Throughout the book, I appreciated how Pitre kept an ecumenical audience in mind. He cites early Church Fathers as well as contemporary theologians – many of whom are Protestant, which helped make clear how universal some of these beliefs are. He writes:
So, whether you’re a Christian who has always wondered what the Bible actually teaches about Mary; whether you’re a Jew or a Muslim who is curious to learn more about the mother of Jesus; whether you’re an agnostic or an atheist interested in the Jewish origins of Christianity—whatever your religious background or worldview—I invite you to come along with me on this journey and try to see the mother of Jesus through ancient Jewish eyes. (13)

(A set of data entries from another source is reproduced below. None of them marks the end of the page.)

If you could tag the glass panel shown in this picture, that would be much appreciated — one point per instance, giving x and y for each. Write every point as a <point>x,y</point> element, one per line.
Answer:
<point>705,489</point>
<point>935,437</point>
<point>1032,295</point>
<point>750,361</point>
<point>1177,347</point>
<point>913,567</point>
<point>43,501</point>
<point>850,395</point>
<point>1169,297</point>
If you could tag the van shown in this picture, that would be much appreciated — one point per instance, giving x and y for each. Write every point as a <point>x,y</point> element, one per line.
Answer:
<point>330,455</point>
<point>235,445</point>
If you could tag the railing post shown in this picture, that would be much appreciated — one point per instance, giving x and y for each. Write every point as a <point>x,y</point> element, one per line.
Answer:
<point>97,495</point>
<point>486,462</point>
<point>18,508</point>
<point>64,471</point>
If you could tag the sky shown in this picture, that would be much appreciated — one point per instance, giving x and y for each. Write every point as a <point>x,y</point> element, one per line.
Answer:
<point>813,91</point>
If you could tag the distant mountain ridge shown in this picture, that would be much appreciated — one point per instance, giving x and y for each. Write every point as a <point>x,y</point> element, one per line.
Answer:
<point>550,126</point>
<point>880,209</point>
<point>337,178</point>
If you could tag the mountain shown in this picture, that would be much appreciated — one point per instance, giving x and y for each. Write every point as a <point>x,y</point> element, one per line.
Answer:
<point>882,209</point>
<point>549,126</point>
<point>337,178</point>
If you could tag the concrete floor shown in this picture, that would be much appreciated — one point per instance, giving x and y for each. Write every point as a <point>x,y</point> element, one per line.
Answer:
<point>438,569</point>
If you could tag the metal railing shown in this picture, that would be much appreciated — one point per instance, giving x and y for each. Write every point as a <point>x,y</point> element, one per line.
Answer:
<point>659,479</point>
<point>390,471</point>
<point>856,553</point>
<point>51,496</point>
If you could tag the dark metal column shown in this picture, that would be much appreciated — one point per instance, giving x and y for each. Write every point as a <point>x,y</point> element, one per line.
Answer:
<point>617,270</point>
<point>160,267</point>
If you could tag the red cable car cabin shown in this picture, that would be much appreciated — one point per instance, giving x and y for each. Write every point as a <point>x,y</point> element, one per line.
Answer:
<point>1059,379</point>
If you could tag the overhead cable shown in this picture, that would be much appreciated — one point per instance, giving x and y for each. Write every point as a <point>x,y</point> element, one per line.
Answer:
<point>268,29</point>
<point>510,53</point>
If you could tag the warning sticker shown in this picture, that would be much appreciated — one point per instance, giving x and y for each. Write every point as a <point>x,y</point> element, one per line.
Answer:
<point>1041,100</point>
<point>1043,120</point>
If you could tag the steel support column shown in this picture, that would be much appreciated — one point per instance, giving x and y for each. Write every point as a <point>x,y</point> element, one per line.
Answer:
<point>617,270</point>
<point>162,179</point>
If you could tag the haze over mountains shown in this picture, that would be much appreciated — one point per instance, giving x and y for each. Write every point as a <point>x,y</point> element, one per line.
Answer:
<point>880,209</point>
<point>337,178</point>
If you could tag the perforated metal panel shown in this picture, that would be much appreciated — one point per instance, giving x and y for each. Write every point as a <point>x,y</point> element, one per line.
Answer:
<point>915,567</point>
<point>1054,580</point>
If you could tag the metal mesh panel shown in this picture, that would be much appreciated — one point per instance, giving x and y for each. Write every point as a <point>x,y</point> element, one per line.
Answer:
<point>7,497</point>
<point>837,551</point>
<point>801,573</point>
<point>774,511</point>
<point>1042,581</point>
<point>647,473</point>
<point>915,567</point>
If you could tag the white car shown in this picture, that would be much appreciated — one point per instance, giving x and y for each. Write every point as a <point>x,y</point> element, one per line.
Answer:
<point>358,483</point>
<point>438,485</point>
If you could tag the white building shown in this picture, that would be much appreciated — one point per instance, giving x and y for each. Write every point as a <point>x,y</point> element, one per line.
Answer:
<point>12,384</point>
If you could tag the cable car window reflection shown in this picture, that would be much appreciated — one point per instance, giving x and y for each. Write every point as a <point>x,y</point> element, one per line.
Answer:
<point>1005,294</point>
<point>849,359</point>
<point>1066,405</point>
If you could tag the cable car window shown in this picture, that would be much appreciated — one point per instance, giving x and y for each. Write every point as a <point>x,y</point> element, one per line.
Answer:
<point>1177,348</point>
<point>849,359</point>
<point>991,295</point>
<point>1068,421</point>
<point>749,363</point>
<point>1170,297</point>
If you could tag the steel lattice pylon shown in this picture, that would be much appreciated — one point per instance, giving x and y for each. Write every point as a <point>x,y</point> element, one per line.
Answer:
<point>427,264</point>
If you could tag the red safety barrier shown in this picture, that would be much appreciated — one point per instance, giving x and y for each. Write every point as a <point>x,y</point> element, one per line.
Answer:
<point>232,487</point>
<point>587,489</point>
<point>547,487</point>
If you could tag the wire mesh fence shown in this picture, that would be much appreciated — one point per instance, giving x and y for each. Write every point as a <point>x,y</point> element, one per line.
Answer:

The journey was well worth my time, as my views were deepened and challenged. I now have a much greater appreciation for the historic Marian doctrines, and I have more respect for Christians who accept them – even those doctrines I am still not sure about. And importantly, the flimsy images that once made up my understanding of St. Mary have been replaced by the robust icons of antiquity.